Hacker News new | ask | show | jobs
by nine_k 151 days ago
XML grew from SGML (like HTML did), and it brought from it a bunch of things that are useless outside a markup language. Attributes were a bad idea. Entities were a so-so idea, which became unapologetically terrible when URLs and file references were allowed. CDATA was an interesting idea but an error-prone one, and likely it just did not belong.

OTOH namespaces, XSD, XSLT were great, modulo the noisy tags. XSLT was the first purely functional language that enjoyed mass adoption in the industry. (It was also homoiconic, like Lisp, amenable to metaprogramming.) Namespaces were a lifesaver when multiple XML documents from different sources had to be combined. XPath was also quite nice for querying.

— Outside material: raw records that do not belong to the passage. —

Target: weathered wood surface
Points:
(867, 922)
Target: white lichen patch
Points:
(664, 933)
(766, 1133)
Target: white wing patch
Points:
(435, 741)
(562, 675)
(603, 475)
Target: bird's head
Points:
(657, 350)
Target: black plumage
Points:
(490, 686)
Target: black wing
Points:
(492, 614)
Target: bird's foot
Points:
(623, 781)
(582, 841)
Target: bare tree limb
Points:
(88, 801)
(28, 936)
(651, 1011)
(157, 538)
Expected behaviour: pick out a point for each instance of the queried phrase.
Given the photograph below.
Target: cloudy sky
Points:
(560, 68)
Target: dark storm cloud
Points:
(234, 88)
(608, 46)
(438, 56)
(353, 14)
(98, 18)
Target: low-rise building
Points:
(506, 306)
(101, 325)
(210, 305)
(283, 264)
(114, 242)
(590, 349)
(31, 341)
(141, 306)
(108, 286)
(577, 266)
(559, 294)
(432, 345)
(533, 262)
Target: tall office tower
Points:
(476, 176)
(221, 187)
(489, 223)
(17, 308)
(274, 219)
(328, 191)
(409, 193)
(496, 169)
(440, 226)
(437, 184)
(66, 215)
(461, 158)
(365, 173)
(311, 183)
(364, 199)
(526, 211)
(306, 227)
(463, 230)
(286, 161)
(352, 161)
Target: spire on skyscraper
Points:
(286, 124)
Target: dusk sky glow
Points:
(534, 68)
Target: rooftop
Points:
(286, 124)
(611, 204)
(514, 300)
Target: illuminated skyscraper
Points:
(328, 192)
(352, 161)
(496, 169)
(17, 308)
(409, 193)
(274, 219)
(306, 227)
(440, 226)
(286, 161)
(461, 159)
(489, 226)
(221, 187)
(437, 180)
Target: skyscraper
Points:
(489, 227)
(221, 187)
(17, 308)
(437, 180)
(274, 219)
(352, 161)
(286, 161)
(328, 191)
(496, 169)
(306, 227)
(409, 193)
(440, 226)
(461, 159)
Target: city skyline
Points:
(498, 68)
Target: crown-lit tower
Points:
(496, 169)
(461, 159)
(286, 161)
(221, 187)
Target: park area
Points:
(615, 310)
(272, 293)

XML is noisy because of the closing tags, but it also guarantees a level of integrity, and LZ-type compressors, even gzip, are excellent at compacting repeated strings.

Importantly, XML is a relatively human-friendly format. It has comments, requires no quoting, no commas between list items, etc.

Complexity killed XML. JSON was stupid simple, and thus contained far fewer footguns, which was a very welcome change. It was devised as a serialization format, a bit human-hostile, but mapped ideally to bag-of-named-values structures found in basically any modern language.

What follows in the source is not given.